Mechanical ventilator and dust aggravation chamber
Early draft of the film component in Gulf War Illness. In its current form, this essay-film explores how respiratory systems in Yuma and Iraq face parallel precarity as a result of analogous climate hostilities and nearby military activity. Given this shared experience, the film highlights how current climate change models expose a morbid irony in the ways in which Yuma’s climate has been leveraged to build weapons which have historically decimated Baghdad.
Part of this project has included downloading, parsing, and sorting existing declassified military research from YPG. Pertinent topics have been: analogous climates, management of desert hostilities, as well as innovation in response to these hostilities, to name a few. This has produced a baseline archive of documents, which I am currently creating a meaningful archive-structure and tagging system for.
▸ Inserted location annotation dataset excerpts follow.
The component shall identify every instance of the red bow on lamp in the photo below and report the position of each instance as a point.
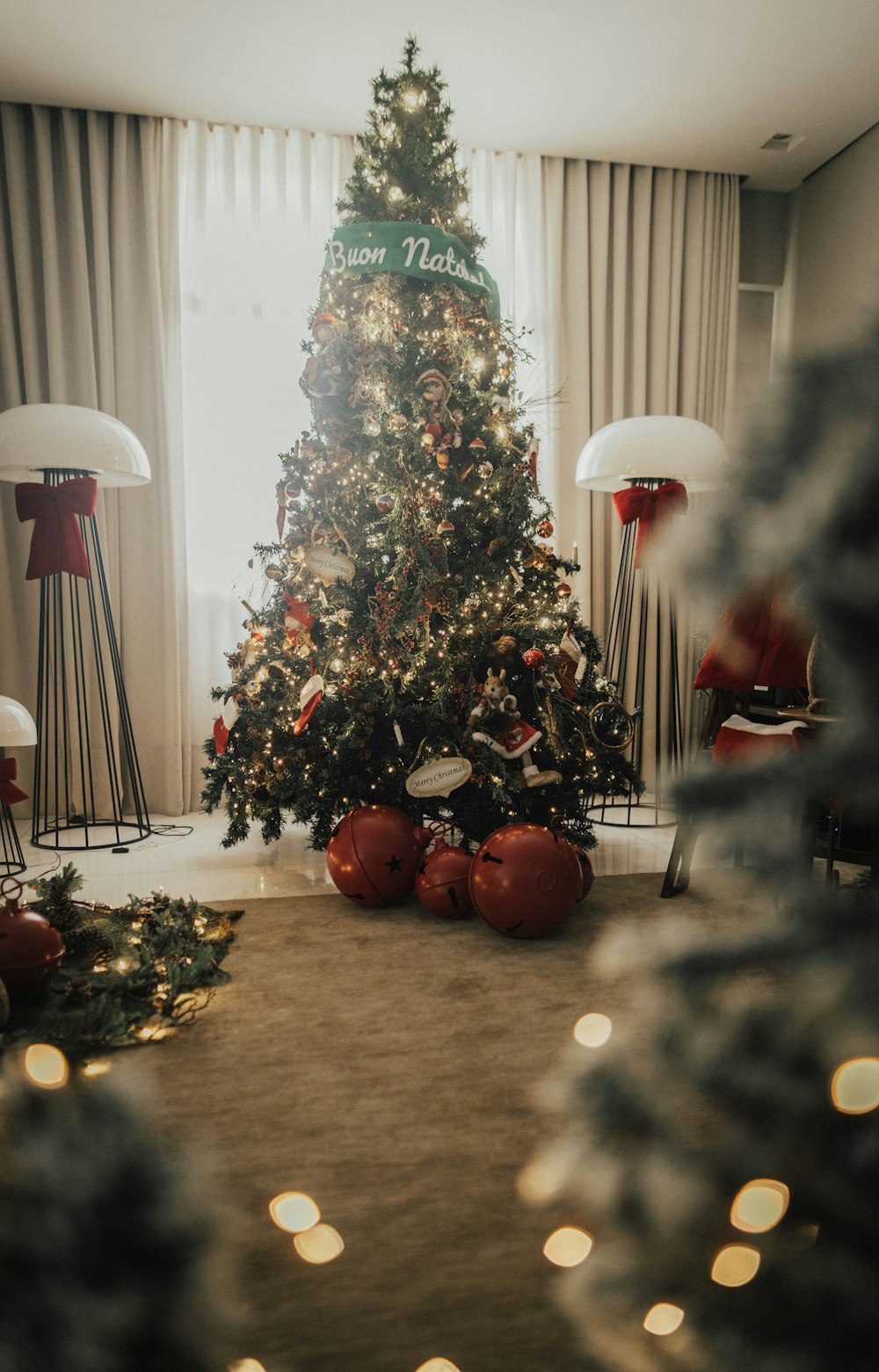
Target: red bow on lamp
(56, 542)
(649, 508)
(9, 792)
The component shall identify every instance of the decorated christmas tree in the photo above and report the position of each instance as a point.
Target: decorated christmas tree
(722, 1144)
(421, 647)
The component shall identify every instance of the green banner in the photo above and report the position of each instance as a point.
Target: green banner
(411, 250)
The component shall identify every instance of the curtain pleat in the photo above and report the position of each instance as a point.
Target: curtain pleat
(90, 316)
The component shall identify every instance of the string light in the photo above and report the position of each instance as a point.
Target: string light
(567, 1247)
(735, 1266)
(854, 1085)
(294, 1212)
(46, 1066)
(592, 1031)
(760, 1205)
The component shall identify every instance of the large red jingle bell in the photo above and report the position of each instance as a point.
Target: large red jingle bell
(31, 949)
(526, 881)
(442, 884)
(374, 855)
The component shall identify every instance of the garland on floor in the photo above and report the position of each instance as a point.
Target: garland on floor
(130, 973)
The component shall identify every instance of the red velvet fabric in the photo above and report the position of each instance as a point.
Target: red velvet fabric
(9, 792)
(759, 643)
(56, 542)
(744, 745)
(650, 508)
(221, 736)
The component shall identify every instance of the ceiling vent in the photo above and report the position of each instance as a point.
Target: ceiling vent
(782, 142)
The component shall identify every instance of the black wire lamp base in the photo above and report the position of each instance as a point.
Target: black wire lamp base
(642, 633)
(642, 647)
(11, 855)
(88, 790)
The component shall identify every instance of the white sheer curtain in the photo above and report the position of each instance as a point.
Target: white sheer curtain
(257, 212)
(190, 330)
(624, 279)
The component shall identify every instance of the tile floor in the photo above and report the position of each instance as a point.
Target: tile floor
(196, 865)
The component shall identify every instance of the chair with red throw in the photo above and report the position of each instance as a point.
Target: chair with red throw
(756, 660)
(738, 743)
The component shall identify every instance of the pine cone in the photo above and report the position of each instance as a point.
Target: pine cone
(440, 555)
(218, 929)
(505, 648)
(63, 915)
(95, 943)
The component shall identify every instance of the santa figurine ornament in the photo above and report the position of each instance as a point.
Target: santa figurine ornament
(440, 427)
(310, 697)
(495, 721)
(298, 625)
(323, 374)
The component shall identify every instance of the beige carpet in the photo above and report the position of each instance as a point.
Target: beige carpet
(383, 1062)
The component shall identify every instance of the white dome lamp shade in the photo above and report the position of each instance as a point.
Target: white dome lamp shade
(17, 728)
(653, 446)
(88, 789)
(34, 438)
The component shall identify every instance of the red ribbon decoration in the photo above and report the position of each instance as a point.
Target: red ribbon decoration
(9, 772)
(56, 542)
(649, 508)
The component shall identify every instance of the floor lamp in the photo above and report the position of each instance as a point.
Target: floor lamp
(88, 792)
(17, 730)
(649, 464)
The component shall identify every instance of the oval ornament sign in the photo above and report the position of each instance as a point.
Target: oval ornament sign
(328, 565)
(440, 778)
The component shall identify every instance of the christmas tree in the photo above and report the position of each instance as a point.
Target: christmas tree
(421, 647)
(723, 1144)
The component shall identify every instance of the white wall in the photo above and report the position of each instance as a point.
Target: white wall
(835, 250)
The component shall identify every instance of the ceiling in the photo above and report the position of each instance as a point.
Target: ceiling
(670, 83)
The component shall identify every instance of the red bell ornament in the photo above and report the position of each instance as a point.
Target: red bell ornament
(374, 855)
(526, 881)
(442, 884)
(31, 948)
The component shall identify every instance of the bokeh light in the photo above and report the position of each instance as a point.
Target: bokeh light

Next phases in this research would be evaluating the relevance and application of this research for regular individuals, as well as, additional channels for such documents to be sourced and eventually dispersed. Of course, this extends beyond the desert, where analogous climates exist in numerous global contexts. At its core, this project explores how such assets can be leveraged to produce mutualistic computation where the vulnerable in many regions become tightly networked beneficiaries, rather than in favor of a single despot such as the US military.
There are various documented military technologies within this growing archive of research used to track dust and model its impact, including GIS modeling systems. As part of the next steps of this research I am exploring the potential value in reframing these technologies for general use.